Some new entrepreneurs are motivated by quality-of-life issues rather than a layoff. A desire for more flexibility and to do “something with a larger purpose” prompted Judi Willard, a Lido Beach psychotherapist, to launch Say Please Inc. in 2009.

The home-based business’ signature product is Lunchbox Love cards with positive messages and “fun facts” that parents can tuck into the lunchboxes of their young children, tweens or teens.

“Why shouldn’t every mom be able . . . to give little notes to their kids?” said Willard, 47, a mother of two, ages 13 and 17.

Stores that sell her cards include the national arts and crafts retail chains Hobby Lobby and A.C. Moore, and mom and pop shops around the country and in Canada and Australia, she said.

Technology has given her business a big boost. Willard started Say Please Inc. with less than $5,000, most of it spent on a website.

She recently obtained an $11,000 loan from Kabbage Inc., an online lender that provides working capital to small businesses, that allowed her to upgrade her site to make it more consumer-friendly. The refurbished site launched in late July, and she estimates sales for that month were up 50 percent as a result.

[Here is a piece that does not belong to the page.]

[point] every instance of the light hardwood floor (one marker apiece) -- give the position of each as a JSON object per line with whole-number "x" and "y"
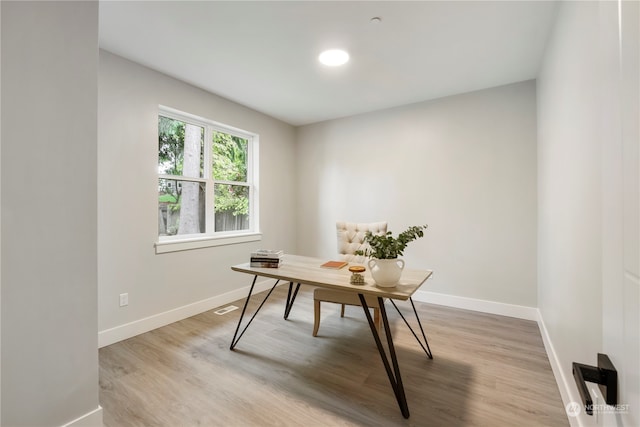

Diane Eschenbach, a Rego Park, Queens-based business-startup specialist, said that with so many software apps available, home-based businesses can easily set up their own basic websites rather than paying someone to do so. And business owners can limit market-research expenses by testing the waters on social media, she said.

“It used to take many startups many years to break into an industry and to get a chunk of the market,” she said. “With the Internet everyone has an equal playing field.”

While many large companies have left Long Island for less expensive environs, Willard said having a Web-based business makes Long Island an ideal location.

“I do everything online,” she said. “But I can be in the city really quickly for any of the Javits shows.”

Willard’s business has grown so much that she has put her private practice on hold to devote herself full time to her card business.

No matter how compelling the reason for starting a home-based business, entrepreneurship is not for the faint of heart. Just half of all new establishments survive their first five years, the SBA said. And only one-third survive 10 years or more.

For Willard, the gamble has paid off. “You’ve got to take a leap of faith at some point and be passionate about what you’re doing,” she said. “If you love what you are doing, the money should follow.”